The Word2Vec Skip-gram model learns word embeddings by:
ACounting how often each pair of words co-occurs across the entire corpus, then factorizing the resulting matrix
BTraining a shallow neural network to predict surrounding context words given a center word
CAssigning random dense vectors and iteratively adjusting them based on word frequency rankings
DEncoding each word as a weighted sum of the vectors of its definition words
Skip-gram trains a network on a prediction task: given a target word, predict the words in its surrounding context window. The hidden layer weights after training become the word vectors. Option A describes GloVe (Global Vectors), which factorizes a global co-occurrence matrix — a different approach that incorporates corpus-wide statistics rather than local context windows. Options C and D are not how any standard embedding method works.
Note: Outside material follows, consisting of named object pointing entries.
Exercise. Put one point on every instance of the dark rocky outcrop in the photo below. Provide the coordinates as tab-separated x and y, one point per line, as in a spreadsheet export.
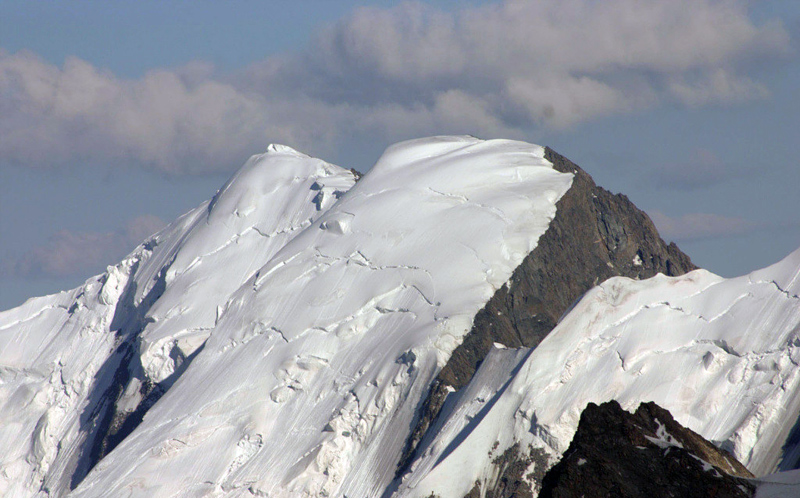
595	235
644	454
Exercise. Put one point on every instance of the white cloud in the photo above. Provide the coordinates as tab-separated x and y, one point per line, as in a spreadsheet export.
384	74
68	253
694	226
699	169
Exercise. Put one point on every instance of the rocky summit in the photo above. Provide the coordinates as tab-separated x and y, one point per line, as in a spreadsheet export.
642	454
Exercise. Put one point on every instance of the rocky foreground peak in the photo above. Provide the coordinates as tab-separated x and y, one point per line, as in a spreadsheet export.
616	453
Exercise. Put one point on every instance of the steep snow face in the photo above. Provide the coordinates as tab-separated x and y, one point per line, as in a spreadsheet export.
721	355
62	356
308	382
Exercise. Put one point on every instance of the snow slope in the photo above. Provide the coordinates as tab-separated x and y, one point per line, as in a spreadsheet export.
61	354
313	325
721	354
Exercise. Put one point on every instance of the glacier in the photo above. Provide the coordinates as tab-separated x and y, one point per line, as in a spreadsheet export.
279	339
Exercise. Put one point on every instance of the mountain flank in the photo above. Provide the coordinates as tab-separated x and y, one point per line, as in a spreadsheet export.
595	235
643	454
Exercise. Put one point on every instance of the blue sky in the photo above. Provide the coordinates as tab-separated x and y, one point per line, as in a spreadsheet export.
116	117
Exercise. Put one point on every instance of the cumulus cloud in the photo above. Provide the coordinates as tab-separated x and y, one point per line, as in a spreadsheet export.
68	253
695	226
498	69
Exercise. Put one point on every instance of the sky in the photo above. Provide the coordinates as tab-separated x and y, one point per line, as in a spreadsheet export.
117	117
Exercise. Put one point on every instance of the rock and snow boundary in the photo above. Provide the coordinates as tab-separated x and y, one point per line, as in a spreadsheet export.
305	380
295	322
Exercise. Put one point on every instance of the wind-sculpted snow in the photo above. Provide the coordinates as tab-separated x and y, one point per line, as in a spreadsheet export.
73	362
309	381
721	355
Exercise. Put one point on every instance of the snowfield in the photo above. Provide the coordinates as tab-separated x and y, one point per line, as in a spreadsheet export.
306	376
295	322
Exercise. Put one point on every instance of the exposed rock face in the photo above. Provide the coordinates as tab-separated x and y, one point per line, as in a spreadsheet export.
595	235
643	454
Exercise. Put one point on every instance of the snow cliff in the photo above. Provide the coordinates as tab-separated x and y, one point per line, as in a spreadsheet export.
280	339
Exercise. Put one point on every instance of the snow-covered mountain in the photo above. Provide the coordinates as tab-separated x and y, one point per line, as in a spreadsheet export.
306	334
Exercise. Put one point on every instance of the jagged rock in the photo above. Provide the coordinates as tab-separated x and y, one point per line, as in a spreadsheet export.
647	453
595	235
Question 2 Multiple Choice
A well-trained embedding model produces the result: vec('Paris') − vec('France') + vec('Germany') ≈ vec('Berlin'). This works because:
AThe model memorized that Paris and Berlin are both capital cities from explicit labels in the training data
BCities that frequently appear together in the same sentence end up geometrically close in the embedding space
CThe embedding space encodes the 'capital city of' relationship as a consistent geometric direction, so subtracting and adding that direction navigates the analogy
DGloVe's co-occurrence matrix directly encodes country-capital pairs as high co-occurrence counts
The vector arithmetic works because the distributional hypothesis causes the embedding space to organize semantically consistent relationships as consistent geometric offsets. The direction from 'France' to 'Paris' (capital relationship) is approximately the same direction as from 'Germany' to 'Berlin.' Subtracting 'France' from 'Paris' isolates this direction, then adding it to 'Germany' lands near 'Berlin.' This is not memorization or direct co-occurrence — it emerges from learning the contexts in which words appear.
Question 3 True / False
In one-hot encoding, the vectors for 'cat' and 'kitten' are geometrically closer to each other than to 'airplane,' because cats and kittens are semantically related.
TTrue
FFalse
Answer: False
False. One-hot vectors are mutually orthogonal — every pair of distinct words has a dot product of exactly zero and the same Euclidean distance. 'Cat' is geometrically identical in distance to 'kitten' and to 'airplane.' This is the fundamental failure of one-hot encoding: it encodes no semantic information whatsoever. Word embeddings were invented precisely to fix this — dense vectors learned from distributional patterns place semantically similar words close together in vector space.
Question 4 True / False
The distributional hypothesis — the theoretical foundation of word embeddings — holds that words appearing in similar contexts tend to have similar meanings.
TTrue
FFalse
Answer: True
True. This hypothesis, attributed to linguists like Firth ('a word is characterized by the company it keeps'), is the entire basis for learning meaningful word representations from raw text. If 'dog' and 'cat' both appear near words like 'pet,' 'feed,' 'veterinarian,' and 'bark/meow,' their context vectors will be similar — and their learned embeddings will reflect this shared semantic territory. The hypothesis is not perfect (polysemous words like 'bank' appear in very different contexts), but it is powerful enough to produce embeddings that encode grammar, analogy, and semantic similarity.
Question 5 Short Answer
Why does Word2Vec learn semantically meaningful word representations even though it is trained on the seemingly simple task of predicting context words, with no explicit semantic labels?
Think about your answer, then reveal below.
Model answer: Words with similar meanings naturally appear in similar linguistic contexts. To predict context words accurately, the model must learn to group together words that are interchangeable in context — which turns out to be a strong proxy for semantic similarity. The training signal forces the hidden layer to compress distributional patterns into dense vectors, and those patterns happen to encode meaning. Semantic content is latent in the statistics of how words co-occur, and the prediction task is the mechanism for extracting it.
This is the key insight: the task (next-word prediction) is not the goal, it is the scaffold. By solving the prediction task well, the model is implicitly forced to build internal representations that capture meaning — because meaning is what determines context. This is a general principle of representation learning: a model trained on a structured prediction task often learns representations that encode the underlying structure of the data, even without explicit supervision on that structure.